Most kids who walk into our classrooms, will listen, behave respectfully and complete their work when we ask. There are a few though who will be more challenging. Even though they can tell us the difference between right and wrong and they can articulate what they know we want to hear, they still have difficulty complying or making appropriate choices. These kids usually face greater challenges than those immediately evident as they sit before us in the classroom. Often, they lack hope.
Last Thursday, our principal laced his Terry Fox runners, our students gathered in the field, and we set out to honour the memory of a Canadian hero. Two weeks before that, on a hectic Monday morning, we watched a short video of Terry Fox during assembly. I had been feeling frustrated, overwhelmed and perhaps a little self-pity. And then, as I watched the familiar hop-step, hop-step, hop-step, and remembered the journey and struggle of this young man, my problems suddenly seemed unimportant. My mood was transformed.

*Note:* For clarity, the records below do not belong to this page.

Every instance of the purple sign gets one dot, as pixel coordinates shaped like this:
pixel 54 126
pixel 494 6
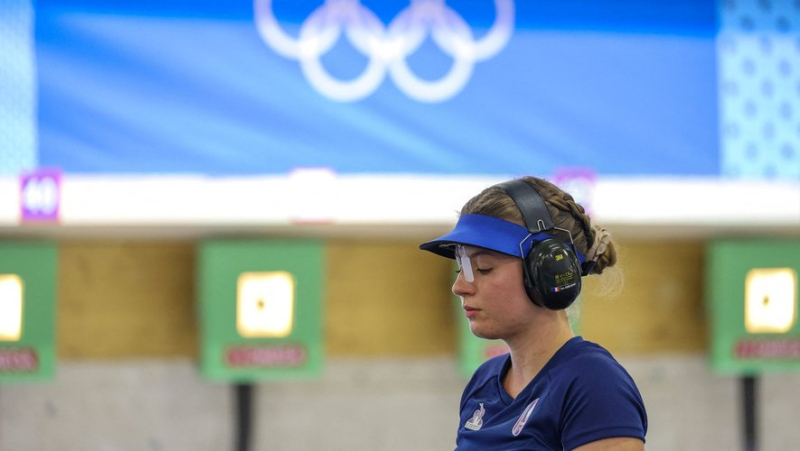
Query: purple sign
pixel 40 195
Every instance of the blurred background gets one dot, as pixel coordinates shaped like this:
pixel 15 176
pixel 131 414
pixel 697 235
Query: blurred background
pixel 210 212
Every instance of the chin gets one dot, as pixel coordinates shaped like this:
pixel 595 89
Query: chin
pixel 481 333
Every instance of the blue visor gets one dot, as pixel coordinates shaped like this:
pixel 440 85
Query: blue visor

How can we convey this sense of hope to our students? How do we show our students – all of them – that we care? Those who most need hope in their lives are not those who are quickest to comply or easiest to like. Those who most need hope are those who challenge our patience, test our persistence and force us to use every trick up our sleeve.
Without hope, Terry Fox, couldn’t have set out on his arduous journey. Without hope, he couldn’t have inspired a nation. Without hope, some of our students may flounder.
Though not tangible, though not easily articulated, hope is an essential ingredient in our relationships with our students.